Artist Statement
I create artwork reflecting on invasive species, the parasitic, multiplying growth that exists on the borders of civilization. We try to keep it out of our cities, our homes, but vigilance can only go so far; nature will reclaim us. Sylvia Plath's poem Mushrooms inspires my current work, particularly the stanza, "Our kind multiplies: / We shall by morning / Inherit the earth."
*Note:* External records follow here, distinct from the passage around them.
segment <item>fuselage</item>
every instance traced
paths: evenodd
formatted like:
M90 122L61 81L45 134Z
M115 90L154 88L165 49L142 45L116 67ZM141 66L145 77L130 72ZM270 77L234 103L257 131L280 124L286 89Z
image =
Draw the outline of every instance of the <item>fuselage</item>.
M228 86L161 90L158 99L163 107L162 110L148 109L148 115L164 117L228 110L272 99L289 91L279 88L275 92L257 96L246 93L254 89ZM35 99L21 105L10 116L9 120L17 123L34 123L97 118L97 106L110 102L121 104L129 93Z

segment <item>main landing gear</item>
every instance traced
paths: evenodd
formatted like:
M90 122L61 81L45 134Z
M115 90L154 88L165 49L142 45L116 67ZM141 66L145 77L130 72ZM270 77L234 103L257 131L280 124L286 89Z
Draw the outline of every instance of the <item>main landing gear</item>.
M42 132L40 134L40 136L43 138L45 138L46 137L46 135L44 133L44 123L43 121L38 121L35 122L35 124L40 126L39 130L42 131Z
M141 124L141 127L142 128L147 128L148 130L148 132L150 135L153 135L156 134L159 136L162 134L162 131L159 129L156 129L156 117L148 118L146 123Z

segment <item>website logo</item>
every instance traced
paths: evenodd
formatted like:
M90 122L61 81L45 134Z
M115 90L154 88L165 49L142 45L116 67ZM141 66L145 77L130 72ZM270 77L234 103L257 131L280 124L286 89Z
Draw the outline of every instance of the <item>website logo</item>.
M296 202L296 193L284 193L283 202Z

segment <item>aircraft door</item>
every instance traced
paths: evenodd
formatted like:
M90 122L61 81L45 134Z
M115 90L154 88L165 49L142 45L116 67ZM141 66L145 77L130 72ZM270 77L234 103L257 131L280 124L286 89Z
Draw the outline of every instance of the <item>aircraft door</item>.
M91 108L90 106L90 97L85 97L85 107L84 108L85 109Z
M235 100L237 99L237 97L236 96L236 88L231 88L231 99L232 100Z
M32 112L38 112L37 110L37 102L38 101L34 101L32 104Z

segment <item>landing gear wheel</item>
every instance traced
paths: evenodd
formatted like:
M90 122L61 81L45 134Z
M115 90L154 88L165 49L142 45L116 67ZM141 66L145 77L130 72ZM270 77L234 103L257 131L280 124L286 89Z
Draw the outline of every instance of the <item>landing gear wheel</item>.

The parasitic approach to survival involves adopting existing forms and resisting the creation of new ones. As a maker, I work in an invasive, even parasitic way, using fired pieces and scavenged remnants of older sculptures. These disparate pieces are catalogued into containers based on size and type, creating a museum of multiples I draw from during my making process. I also create multiples of larger cast and press-moulded busts and limbs, keeping them in their softened state.
These intrusive pieces pierce the soft clay skin of my figures and installations, building upon fired surfaces. The finished result captures the human body in stillness, frozen in a static moment of tension, struggle, and the reclamation process that intersects humans, objects, and nature. Ceramic busts and sculptures, once pure and pristine, become hardly recognizable, overgrown with plant life. Their heads grow leaves instead of hair, and their skin is punctured with fruiting vines. Faces scream in pain or pleasure in the midst of transformation.
For my recent solo show, Pullulate, large clay plaques were created that are mashups of ceramic tropes and styles, cultivating a genteel, little-shop-of-horrors. My work comments on humans' often oppositional relationships with nature. As humans pressure the planet, what happens when the environment pushes back? When decay precipitates regrowth in new and unexpected spaces? Will we, responsible for the climate crisis, unintentionally create a hybridization of flora and fauna as imagined in my sculptures?